In a new study, Simon and Valasek (2016) argue that precisely this stage of preference aggregation enables multilateral organizations to better implement aid conditionality. How non-earmarked funds given to multilateral organizations are allocated is determined in a bargaining process between representatives of the different donating nations. Individual preferences might differ; the bargaining outcome thus has to reflect a compromise between them. The bargaining position of each donor will in part depend on intrinsic values, but importantly also on the reform efforts and willingness to cooperate of the potential recipient nations. Intuitively, the better the government of an aid receiving country behaves, the better the bargaining position of donor countries lobbying on its behalf.

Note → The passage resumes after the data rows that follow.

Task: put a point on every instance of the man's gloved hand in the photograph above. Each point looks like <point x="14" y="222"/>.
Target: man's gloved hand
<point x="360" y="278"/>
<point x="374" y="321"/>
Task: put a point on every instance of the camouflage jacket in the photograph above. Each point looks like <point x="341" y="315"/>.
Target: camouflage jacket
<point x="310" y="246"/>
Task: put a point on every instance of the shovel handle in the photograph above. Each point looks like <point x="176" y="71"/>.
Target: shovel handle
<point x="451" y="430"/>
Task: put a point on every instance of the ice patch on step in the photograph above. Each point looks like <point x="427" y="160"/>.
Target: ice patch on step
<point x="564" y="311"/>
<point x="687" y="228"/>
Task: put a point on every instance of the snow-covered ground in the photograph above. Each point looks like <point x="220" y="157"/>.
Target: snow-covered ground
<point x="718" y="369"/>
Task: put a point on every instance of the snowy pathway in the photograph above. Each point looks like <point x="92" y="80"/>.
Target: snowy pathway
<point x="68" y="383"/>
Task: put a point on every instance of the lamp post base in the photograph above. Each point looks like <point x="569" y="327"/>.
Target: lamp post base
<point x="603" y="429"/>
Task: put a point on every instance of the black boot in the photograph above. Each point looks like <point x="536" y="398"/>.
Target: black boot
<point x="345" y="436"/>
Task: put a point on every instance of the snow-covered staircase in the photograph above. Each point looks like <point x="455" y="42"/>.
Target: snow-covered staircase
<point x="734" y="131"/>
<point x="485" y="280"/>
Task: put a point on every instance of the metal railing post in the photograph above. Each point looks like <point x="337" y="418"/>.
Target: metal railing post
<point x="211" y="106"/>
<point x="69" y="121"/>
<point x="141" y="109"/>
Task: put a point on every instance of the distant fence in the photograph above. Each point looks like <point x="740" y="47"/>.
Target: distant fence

This constitutes a new strategic reason for pooling resources in large aid funds rather than implementing aid bilaterally: When resources are pooled, recipient nations have to compete for their share of aid. It is precisely the heterogeneity of donor country preferences that induces (or enhances) such competition. Bilateral aid relations thus cannot replicate the effect to the same extend. This competition restores incentives to invest in costly reforms and circumvents the hold-up problem.
Conclusion
Donor nations should consider pooling their resources in multinational funds when they fear that their partner governments are reluctant to implement political reforms. This is especially relevant for aid aimed at common global issues like climate change or disease control.
Simon and Valasek show that the payoff from joining an aid fund is especially high when donor nations represented in the fund have relatively homogenous goals for their foreign aid programs, but differ in terms of where in the world they would like to send their aid money. Then the disadvantage from losing the direct say over which recipient nations get the most funds is far outweighed by the gain from inducing investment and reform incentives in the aid receiving nations.
References
- Molenaers et al. (2015): “Political Conditionality and Foreign Aid,” World Development Vol. 75.
- Scholl (2009), “Aid Effectiveness and Limited Enforceable Conditionality,” Review of Economic Dynamics 12(2).
- Simon & J.M. Valasek (2016), “The Political Economy of International Aid Funds,” Working Paper.
- Svensson (2000): “When is Foreign Aid Policy Credible? Aid Dependence and Conditionality,”, Journal of Development Economics Vol. 61.